Arizona’s SB 1070, Section 2(B), the "show me your papers" provision, requires local law enforcement to check the immigration status during any lawful stop, detention or arrest anytime law enforcement officials have “reasonable suspicion” that the individual is unlawfully present.
“Upholding Section 2(B) will result in the harassment of those here legally, including tourists, legal immigrants and even U.S. citizens and place significant burdens on federal agencies by diverting resources away from dangerous criminals and other high-priority individuals,” Pastor also warned.

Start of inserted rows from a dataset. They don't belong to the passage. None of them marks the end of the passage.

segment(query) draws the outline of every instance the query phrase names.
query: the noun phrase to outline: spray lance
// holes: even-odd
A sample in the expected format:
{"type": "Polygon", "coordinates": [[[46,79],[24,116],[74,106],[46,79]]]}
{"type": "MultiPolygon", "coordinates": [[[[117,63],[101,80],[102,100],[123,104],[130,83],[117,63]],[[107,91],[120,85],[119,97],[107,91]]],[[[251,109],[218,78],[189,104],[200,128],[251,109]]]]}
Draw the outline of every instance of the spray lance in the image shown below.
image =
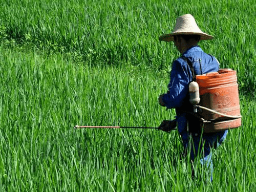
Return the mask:
{"type": "Polygon", "coordinates": [[[176,120],[172,121],[163,120],[158,127],[146,126],[90,126],[90,125],[75,125],[74,129],[156,129],[169,132],[171,130],[175,130],[176,127],[176,120]]]}

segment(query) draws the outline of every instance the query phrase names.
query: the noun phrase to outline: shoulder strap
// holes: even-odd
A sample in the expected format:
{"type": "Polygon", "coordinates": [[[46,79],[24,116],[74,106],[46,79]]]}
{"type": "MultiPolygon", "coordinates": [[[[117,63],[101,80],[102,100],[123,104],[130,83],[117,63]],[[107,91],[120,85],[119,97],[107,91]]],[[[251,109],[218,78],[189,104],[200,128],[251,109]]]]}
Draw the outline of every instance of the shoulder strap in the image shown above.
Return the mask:
{"type": "Polygon", "coordinates": [[[189,66],[189,68],[190,68],[191,72],[192,72],[193,81],[196,81],[196,75],[195,74],[195,72],[194,71],[193,64],[189,60],[189,59],[188,59],[187,57],[186,57],[184,55],[182,56],[182,58],[186,61],[187,65],[188,65],[188,66],[189,66]]]}

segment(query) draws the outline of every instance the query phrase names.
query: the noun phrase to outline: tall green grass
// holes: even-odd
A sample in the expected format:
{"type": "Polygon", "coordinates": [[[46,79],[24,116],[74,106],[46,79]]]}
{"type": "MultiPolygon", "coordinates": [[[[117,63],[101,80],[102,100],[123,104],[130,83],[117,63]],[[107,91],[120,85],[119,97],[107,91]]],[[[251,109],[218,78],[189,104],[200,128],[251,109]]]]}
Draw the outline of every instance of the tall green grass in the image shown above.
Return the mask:
{"type": "Polygon", "coordinates": [[[254,4],[181,3],[2,4],[0,190],[254,190],[254,4]],[[203,49],[239,77],[243,125],[214,151],[212,183],[198,163],[191,178],[177,131],[73,129],[174,118],[157,98],[179,55],[158,37],[187,13],[216,36],[203,49]]]}
{"type": "Polygon", "coordinates": [[[0,8],[0,34],[23,46],[70,53],[86,64],[167,70],[178,52],[158,38],[170,32],[178,16],[190,13],[216,37],[202,42],[204,50],[222,67],[238,70],[243,92],[255,95],[255,8],[251,0],[11,0],[0,8]]]}

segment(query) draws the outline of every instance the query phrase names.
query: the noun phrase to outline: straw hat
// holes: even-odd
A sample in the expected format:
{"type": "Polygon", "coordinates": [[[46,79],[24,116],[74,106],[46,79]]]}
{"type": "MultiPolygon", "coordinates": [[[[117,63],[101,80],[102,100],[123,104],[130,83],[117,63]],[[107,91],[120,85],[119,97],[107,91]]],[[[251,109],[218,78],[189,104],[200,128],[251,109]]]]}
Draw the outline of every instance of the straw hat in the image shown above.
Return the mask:
{"type": "Polygon", "coordinates": [[[159,37],[159,40],[173,41],[174,35],[200,35],[200,40],[208,40],[214,38],[212,36],[204,33],[199,29],[195,18],[190,14],[186,14],[178,18],[173,32],[162,35],[159,37]]]}

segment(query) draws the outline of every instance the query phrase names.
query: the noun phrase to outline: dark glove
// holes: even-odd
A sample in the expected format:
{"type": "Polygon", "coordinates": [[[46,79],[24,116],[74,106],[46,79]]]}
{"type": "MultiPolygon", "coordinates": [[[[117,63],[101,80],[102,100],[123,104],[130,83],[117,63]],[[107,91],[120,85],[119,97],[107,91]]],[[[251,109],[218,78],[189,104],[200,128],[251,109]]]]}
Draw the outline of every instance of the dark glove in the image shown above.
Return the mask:
{"type": "Polygon", "coordinates": [[[172,130],[174,130],[176,129],[177,120],[176,119],[172,120],[171,121],[167,120],[164,120],[158,129],[163,131],[166,132],[169,132],[172,130]]]}

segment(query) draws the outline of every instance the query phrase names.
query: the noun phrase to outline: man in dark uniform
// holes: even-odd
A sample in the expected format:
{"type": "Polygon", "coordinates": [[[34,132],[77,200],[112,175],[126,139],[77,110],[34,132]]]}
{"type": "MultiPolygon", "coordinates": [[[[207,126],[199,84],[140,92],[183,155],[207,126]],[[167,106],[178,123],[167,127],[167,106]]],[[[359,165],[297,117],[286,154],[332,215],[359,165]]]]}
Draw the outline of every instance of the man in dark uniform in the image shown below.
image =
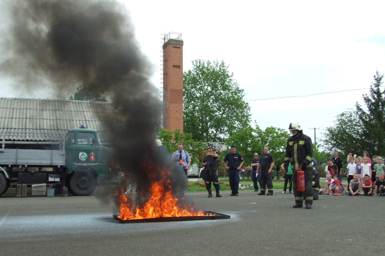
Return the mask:
{"type": "Polygon", "coordinates": [[[342,167],[343,167],[343,163],[342,163],[342,159],[338,156],[338,151],[334,151],[334,157],[333,157],[332,159],[333,163],[335,164],[338,168],[338,170],[336,174],[338,175],[338,180],[342,182],[342,167]]]}
{"type": "Polygon", "coordinates": [[[238,196],[238,187],[239,187],[239,169],[245,161],[241,154],[236,152],[235,146],[231,146],[232,152],[228,153],[223,159],[223,163],[226,169],[228,170],[228,181],[232,194],[230,196],[238,196]],[[226,163],[228,162],[228,165],[226,163]]]}
{"type": "Polygon", "coordinates": [[[261,176],[261,192],[258,195],[265,195],[266,186],[267,186],[266,196],[273,196],[273,177],[272,170],[274,166],[274,158],[268,153],[268,147],[263,148],[263,155],[261,156],[259,163],[257,167],[257,173],[261,176]]]}
{"type": "Polygon", "coordinates": [[[218,179],[217,175],[217,158],[219,156],[216,154],[213,153],[213,148],[210,147],[207,148],[207,154],[203,158],[202,161],[202,165],[204,167],[202,172],[205,172],[204,181],[206,183],[206,189],[208,191],[208,196],[207,197],[213,197],[211,193],[211,183],[215,188],[215,191],[217,193],[217,197],[222,197],[219,194],[219,189],[221,186],[219,185],[219,181],[218,179]]]}
{"type": "Polygon", "coordinates": [[[285,162],[283,165],[287,172],[287,166],[291,159],[292,168],[300,169],[305,173],[305,191],[299,191],[297,186],[297,175],[293,173],[293,190],[294,192],[296,204],[293,208],[302,208],[303,196],[306,209],[311,209],[313,204],[313,143],[310,137],[302,133],[302,128],[299,122],[294,121],[290,123],[289,131],[292,136],[287,140],[286,145],[285,162]]]}
{"type": "Polygon", "coordinates": [[[255,192],[258,192],[258,181],[259,181],[259,185],[261,185],[261,176],[257,177],[257,167],[259,163],[258,153],[254,153],[254,159],[252,160],[252,167],[253,168],[252,179],[253,179],[253,183],[254,184],[255,192]]]}
{"type": "Polygon", "coordinates": [[[176,187],[174,194],[182,198],[184,197],[184,190],[187,180],[187,170],[191,163],[191,159],[187,151],[183,150],[183,144],[178,145],[178,150],[172,154],[171,162],[175,164],[172,178],[175,180],[176,187]],[[179,189],[178,189],[178,187],[179,189]]]}

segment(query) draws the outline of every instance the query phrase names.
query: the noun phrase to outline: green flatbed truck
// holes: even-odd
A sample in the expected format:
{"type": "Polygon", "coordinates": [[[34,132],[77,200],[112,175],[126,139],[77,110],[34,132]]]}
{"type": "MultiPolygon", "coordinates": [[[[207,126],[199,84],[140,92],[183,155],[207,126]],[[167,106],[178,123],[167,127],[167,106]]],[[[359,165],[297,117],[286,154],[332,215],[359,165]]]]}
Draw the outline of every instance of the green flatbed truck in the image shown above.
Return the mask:
{"type": "Polygon", "coordinates": [[[88,196],[112,178],[108,148],[83,125],[67,133],[59,150],[7,148],[7,143],[0,148],[0,196],[18,184],[41,183],[88,196]]]}

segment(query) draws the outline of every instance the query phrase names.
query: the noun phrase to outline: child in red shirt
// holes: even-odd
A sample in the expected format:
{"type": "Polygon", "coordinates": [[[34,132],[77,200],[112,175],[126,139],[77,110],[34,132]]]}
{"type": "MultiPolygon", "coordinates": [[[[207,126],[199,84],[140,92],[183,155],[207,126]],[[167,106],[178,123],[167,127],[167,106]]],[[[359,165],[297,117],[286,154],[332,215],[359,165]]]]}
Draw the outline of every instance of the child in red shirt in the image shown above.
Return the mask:
{"type": "Polygon", "coordinates": [[[336,191],[336,186],[338,186],[339,187],[339,193],[342,196],[342,193],[343,191],[343,185],[342,183],[338,180],[339,177],[338,174],[336,174],[333,176],[333,178],[334,180],[332,181],[332,184],[330,184],[330,189],[332,190],[332,193],[334,195],[336,191]]]}
{"type": "Polygon", "coordinates": [[[365,174],[363,176],[363,182],[362,182],[362,190],[364,196],[372,196],[373,190],[373,182],[369,179],[369,176],[365,174]]]}

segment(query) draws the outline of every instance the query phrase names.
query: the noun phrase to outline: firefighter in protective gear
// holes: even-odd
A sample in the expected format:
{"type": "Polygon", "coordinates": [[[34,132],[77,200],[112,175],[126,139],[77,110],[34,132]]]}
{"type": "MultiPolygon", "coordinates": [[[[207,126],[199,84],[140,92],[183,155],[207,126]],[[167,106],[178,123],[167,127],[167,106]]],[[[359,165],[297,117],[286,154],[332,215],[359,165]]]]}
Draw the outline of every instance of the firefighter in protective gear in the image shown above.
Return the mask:
{"type": "Polygon", "coordinates": [[[305,191],[299,191],[297,186],[297,175],[293,176],[293,190],[294,192],[295,204],[293,208],[302,208],[303,198],[306,209],[311,209],[313,204],[313,143],[312,139],[302,133],[302,128],[299,122],[294,121],[289,125],[289,131],[292,136],[287,140],[286,145],[285,170],[291,159],[292,168],[303,170],[305,174],[305,191]]]}
{"type": "Polygon", "coordinates": [[[219,181],[217,175],[217,158],[218,158],[219,156],[216,154],[213,154],[213,149],[212,147],[207,148],[207,154],[202,161],[202,165],[204,167],[202,171],[202,173],[204,172],[204,174],[202,174],[202,175],[204,178],[206,189],[207,189],[208,192],[207,197],[213,197],[213,194],[211,192],[211,182],[213,182],[213,184],[215,188],[217,197],[222,197],[222,196],[219,194],[219,189],[221,188],[221,186],[219,185],[219,181]]]}

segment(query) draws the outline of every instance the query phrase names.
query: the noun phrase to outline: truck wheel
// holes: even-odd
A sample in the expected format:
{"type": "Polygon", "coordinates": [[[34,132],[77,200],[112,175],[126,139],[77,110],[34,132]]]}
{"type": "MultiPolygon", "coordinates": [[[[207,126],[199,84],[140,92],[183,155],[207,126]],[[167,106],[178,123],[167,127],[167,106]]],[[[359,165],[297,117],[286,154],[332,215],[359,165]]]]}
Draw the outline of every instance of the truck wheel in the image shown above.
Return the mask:
{"type": "Polygon", "coordinates": [[[91,168],[84,166],[74,170],[68,188],[75,196],[89,196],[95,190],[97,180],[91,168]]]}
{"type": "Polygon", "coordinates": [[[5,176],[0,173],[0,196],[2,196],[8,189],[8,183],[5,176]]]}

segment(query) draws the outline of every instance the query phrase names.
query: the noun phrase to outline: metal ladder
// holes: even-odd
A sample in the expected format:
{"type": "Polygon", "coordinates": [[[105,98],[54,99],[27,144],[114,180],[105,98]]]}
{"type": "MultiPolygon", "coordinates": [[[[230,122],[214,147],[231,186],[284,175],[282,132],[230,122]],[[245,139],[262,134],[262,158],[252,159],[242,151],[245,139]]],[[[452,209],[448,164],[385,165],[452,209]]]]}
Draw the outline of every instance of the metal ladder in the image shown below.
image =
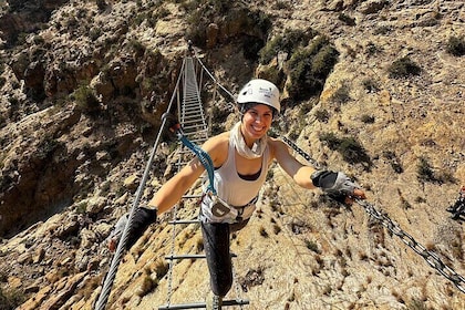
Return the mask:
{"type": "MultiPolygon", "coordinates": [[[[183,96],[182,96],[183,100],[182,101],[178,100],[179,124],[182,125],[184,134],[189,141],[192,141],[193,143],[197,145],[202,145],[208,138],[208,126],[207,126],[207,121],[206,121],[206,116],[204,112],[204,106],[202,104],[199,84],[197,82],[197,72],[194,65],[194,59],[189,56],[185,58],[184,63],[183,63],[182,92],[183,92],[183,96]]],[[[180,144],[179,158],[177,161],[178,169],[180,169],[188,161],[190,161],[192,157],[193,157],[192,152],[187,147],[180,144]]],[[[189,198],[198,199],[200,197],[196,195],[183,196],[183,199],[189,199],[189,198]]],[[[174,254],[174,238],[176,236],[176,226],[199,224],[198,219],[189,219],[189,220],[176,219],[176,210],[177,210],[177,206],[174,208],[174,214],[173,214],[174,220],[168,223],[173,225],[172,255],[165,257],[165,259],[169,260],[169,271],[168,271],[169,288],[168,288],[167,303],[164,306],[159,306],[158,310],[206,308],[206,303],[204,301],[193,302],[193,303],[170,304],[173,268],[174,268],[175,262],[182,259],[205,259],[206,258],[205,255],[175,255],[174,254]]],[[[236,255],[231,254],[231,257],[236,257],[236,255]]],[[[242,304],[248,304],[248,303],[249,303],[248,300],[231,299],[231,300],[224,300],[223,307],[242,306],[242,304]]]]}

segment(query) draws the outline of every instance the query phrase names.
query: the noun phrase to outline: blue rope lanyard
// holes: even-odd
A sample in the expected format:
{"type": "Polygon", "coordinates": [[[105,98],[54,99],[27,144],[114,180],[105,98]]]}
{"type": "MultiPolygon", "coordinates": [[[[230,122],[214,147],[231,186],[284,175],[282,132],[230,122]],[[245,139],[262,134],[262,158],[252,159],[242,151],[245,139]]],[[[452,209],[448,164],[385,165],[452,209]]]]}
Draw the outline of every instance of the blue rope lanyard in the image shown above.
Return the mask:
{"type": "Polygon", "coordinates": [[[189,141],[186,137],[186,135],[184,135],[184,132],[180,125],[178,126],[178,128],[176,128],[176,135],[177,135],[177,138],[197,156],[202,165],[204,165],[208,174],[208,180],[209,180],[208,190],[210,190],[211,194],[216,196],[217,193],[214,186],[215,184],[214,183],[214,164],[213,164],[210,155],[208,155],[208,153],[202,149],[197,144],[189,141]]]}

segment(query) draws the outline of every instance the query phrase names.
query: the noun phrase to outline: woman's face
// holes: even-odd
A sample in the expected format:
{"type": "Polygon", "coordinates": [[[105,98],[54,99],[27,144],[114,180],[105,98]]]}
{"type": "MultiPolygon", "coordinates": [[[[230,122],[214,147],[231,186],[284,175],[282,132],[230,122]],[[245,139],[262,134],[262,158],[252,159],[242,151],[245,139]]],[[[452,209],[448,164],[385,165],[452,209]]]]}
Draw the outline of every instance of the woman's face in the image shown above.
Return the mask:
{"type": "Polygon", "coordinates": [[[271,126],[272,110],[265,104],[256,104],[242,116],[242,135],[246,141],[262,137],[271,126]]]}

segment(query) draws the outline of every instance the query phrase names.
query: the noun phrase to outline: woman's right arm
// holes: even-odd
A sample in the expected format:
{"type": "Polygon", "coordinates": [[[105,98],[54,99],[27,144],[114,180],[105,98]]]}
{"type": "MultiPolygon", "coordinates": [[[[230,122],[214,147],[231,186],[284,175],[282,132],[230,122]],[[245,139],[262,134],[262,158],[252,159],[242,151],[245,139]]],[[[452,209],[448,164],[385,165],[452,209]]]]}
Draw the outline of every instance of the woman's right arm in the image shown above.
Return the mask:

Arizona House Speaker Kirk Adams --
"The Supreme Court’s decision is a mixed one. Immigration will continue to be a primary responsibility of the federal government but, as this decision confirms, state and local law enforcement have an important role to play. I am hopeful that Congress and the president will work to secure our border and create a functioning legal system that reflects our values of free enterprise and opportunity for all."
Homeland Security Secretary and Former Arizona Governor Janet Napolitano --
“I am pleased that the U.S. Supreme Court confirmed that state laws cannot dictate the federal government’s immigration enforcement policies or priorities. DHS remains focused on enhancing public safety and the integrity of our border by prioritizing enforcement resources on those who are in the country unlawfully and committing crimes, those who have repeatedly violated our immigration laws, and those who recently crossed our borders illegally. The Court’s decision not to strike down Section Two at this time will make DHS’ work more challenging. Accordingly, DHS will implement operational enhancements to its programs in Arizona to ensure that the agency can remain focused on its priorities. Over the past three and half years, this Administration has dedicated unprecedented resources to secure the border and to enforcing our nation’s immigration laws in a firm and reasonable fashion. We continue to urge Congress to pass comprehensive reform because nothing short of a comprehensive solution will resolve the current patchwork of immigration laws. Finally, it is important to note that today’s Supreme Court decision will not impact the memorandum I issued on June 15th related to prosecutorial discretion eligibility for productive members of society who were brought to the United States as children.”
Rep. Jeff Flake --
"The Supreme Court's decision today regarding SB 1070 is a mixed bag at best,” said Flake. “But one thing is certain: with its efforts suing Arizona, the Obama Administration has focused time and resources that could have been better spent securing the border."